题目是这样的,我下面的代码测试用例输出的都是对的,边界也考虑到了,为什么还是RE无效内存引用啊,在DC和VC上都被和谐了,在VS上就编译失败,求解释啊,泪奔了都。

10. Where's Waldorf?
Background
程序代码:
#include<stdio.h>
#include<stdlib.h>
#include<string.h>
main()
{

 int ca,m,n,i,j,k,z,l,len,find=0,p,man;

 char name[100][50];

 char map[150][150];

 char x[8][60];

      scanf("%d",&ca);
      getchar();
      getchar();
       memset(map, 0, sizeof(map));
      for(l=0;l<ca;l++)     // 大循环控制循环次数
      {
         scanf("%d %d",&m,&n);    //m行数,n列数   
         getchar();
         memset(map, 0, sizeof(map));
        
         for(i=0;i<m;i++)          //输入地图
          for(j=0;j<=n;j++)
            {
              scanf("%c",&map[i][j]);
              if(map[i][j]>='A'&& map[i][j]<='Z')
                map[i][j]+=32;
            }
       
         i=0;j=0;
      
         scanf("%d",&man);
         getchar();
        
         for(k=0;k<man;k++)
         {
            gets(name[k]);
         }
        
         for(k=0;k<man;k++)
         {
            
            memset(x, 0, sizeof(x));
            len=0;
            find=0;
               len=strlen(name[k]);
               for(i=0;i<len;i++)
               {
                 if(name[k][i]>='A' && name[k][i]<='Z')
                 name[k][i]+=32;
               }
               for(i=0;i<m && !find;i++)
                for(j=0;j<=n && !find;j++)
                 {
                   if(name[k][0]==map[i][j])
                   {
                     {
                      for(z=0;z<len;z++)
                       { if(i-z!=-1 && j-z!=-1)       //斜左上
                            x[0][z]=map[i-z][j-z];
                         else  x[0][z]='\0';}
                    
                      for(z=0;z<len;z++) 
                       { if(i-z!=-1)    //
                           x[1][z]=map[i-z][j];
                        else  x[1][z]='\0';}
                       
                      for(z=0;z<len;z++) 
                      { if(i-z!=-1&& j+z!=n)     //斜右上
                           x[2][z]=map[i-z][j+z];
                        else x[2][z]='\0';}
                       
                      for(z=0;z<len;z++)
                      { if(j-z!=-1)    //
                           x[3][z]=map[i][j-z]; 
                        else x[3][z]='\0';}
                      
                      for(z=0;z<len;z++) 
                      { if(j+z!=n)    //
                           x[4][z]=map[i][j+z];
                        else x[4][z]='\0';}
                     
                      for(z=0;z<len;z++) 
                      { if(j-z!=-1 && i+z!=m)   //斜左下
                           x[5][z]=map[i+z][j-z];
                        else x[5][z]='\0';}
                     
                      for(z=0;z<len;z++) 
                      { if(i+z!=m && j!=n)     //
                           x[6][z]=map[i+z][j];
                        else x[6][z]='\0';}
                     
                      for(z=0;z<len;z++) 
                      { if(i+z!=m && j+z!=n)     //斜右下
                           x[7][z]=map[i+z][j+z];
                        else x[7][z]='\0';}
                      }
                    
                    
                      for(p=0;p<8;p++)
                        {
                          if(strcmp(name[k],x[p])==0) 
                          {find=1;
                       
                           printf("%d %d\n",i+1,j+1);
                           break;
                          }
                        }                
                   }
                 }
           
          } 
        if(l<ca-1) printf("\n");     
      }   
        
      
system("pause");
}
            
                   
                       
                     
                      
                  

Given an m by n grid of letters and a list of words, find the location in the grid at which the word can be found.
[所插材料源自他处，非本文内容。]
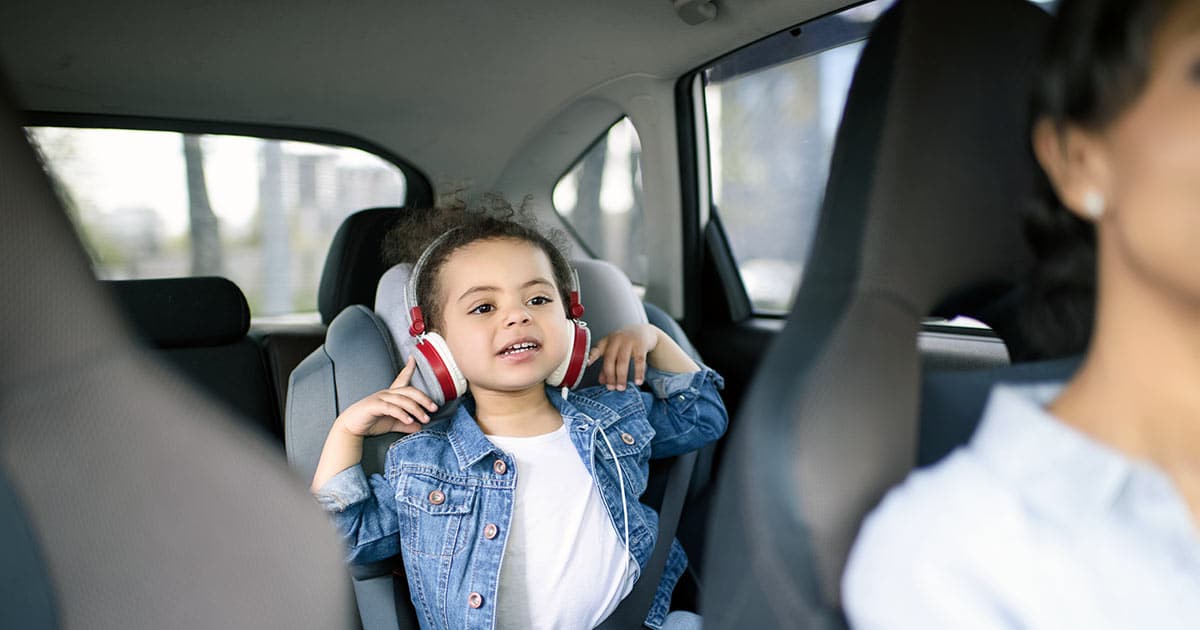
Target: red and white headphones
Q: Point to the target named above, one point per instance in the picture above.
(436, 365)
A word matches a straight, uninterrupted line of letters in the grid. A word can match the letters in the grid regardless of case (i.e., upper- and lowercase letters are to be treated as the same). The matching can be done in any of the eight horizontal, vertical, or diagonal directions through the grid.

Input
The input begins with a single positive integer on a line by itself indicating the number of cases, followed by a blank line. There is also a blank line between each two consecutive cases.
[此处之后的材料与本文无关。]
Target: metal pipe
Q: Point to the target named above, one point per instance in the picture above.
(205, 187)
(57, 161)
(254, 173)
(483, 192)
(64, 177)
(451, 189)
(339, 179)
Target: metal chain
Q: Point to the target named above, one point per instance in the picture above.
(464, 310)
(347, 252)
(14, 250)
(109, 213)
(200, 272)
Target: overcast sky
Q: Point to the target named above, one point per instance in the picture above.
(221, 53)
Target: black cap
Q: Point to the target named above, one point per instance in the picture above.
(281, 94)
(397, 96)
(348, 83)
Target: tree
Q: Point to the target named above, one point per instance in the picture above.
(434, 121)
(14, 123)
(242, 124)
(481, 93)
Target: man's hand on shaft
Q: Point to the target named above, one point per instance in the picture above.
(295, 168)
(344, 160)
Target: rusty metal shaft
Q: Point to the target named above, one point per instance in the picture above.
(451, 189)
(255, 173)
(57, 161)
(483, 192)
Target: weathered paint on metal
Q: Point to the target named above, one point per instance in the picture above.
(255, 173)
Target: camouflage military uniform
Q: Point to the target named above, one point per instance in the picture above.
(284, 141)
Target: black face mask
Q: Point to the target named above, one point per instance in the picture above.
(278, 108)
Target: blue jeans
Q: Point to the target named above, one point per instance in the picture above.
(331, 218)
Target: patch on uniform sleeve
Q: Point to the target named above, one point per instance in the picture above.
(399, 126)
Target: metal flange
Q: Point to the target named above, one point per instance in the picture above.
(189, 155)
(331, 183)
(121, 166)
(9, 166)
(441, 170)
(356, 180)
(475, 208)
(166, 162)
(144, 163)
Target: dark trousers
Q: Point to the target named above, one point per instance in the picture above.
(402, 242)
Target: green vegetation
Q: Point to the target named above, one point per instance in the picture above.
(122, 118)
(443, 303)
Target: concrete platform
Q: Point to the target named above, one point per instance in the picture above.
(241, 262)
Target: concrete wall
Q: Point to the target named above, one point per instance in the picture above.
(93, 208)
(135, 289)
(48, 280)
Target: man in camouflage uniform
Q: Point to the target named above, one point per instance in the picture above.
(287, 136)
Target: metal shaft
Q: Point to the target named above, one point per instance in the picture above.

Each case begins with a pair of integers m followed by n on a single line, where 1 ≤ m, n ≤ 50 in decimal notation. The next m lines contain n letters each, representing the grid of letters where the words must be found. The letters in the grid may be in upper- or lowercase. Following the grid of letters, another integer k appears on a line by itself (1 ≤ k ≤ 20). The next k lines of input contain the list of words to search for, one word per line. These words may contain upper- and lowercase letters only – no spaces, hyphens, or other non-alphabetic characters.

Output
For each word in each test case, output a pair of integers representing its location in the corresponding grid. The integers must be separated by a single space. The first integer is the line in the grid where the first letter of the given word can be found (1 represents the topmost line in the grid, and m represents the bottommost line). The second integer is the column in the grid where the first letter of the given word can be found (1 represents the leftmost column in the grid, and n represents the rightmost column in the grid). If a word can be found more than once in the grid, then output the location of the uppermost occurrence of the word (i.e., the occurrence which places the first letter of the word closest to the top of the grid). If two or more words are uppermost, output the leftmost of these occurrences. All words can be found at least once in the grid.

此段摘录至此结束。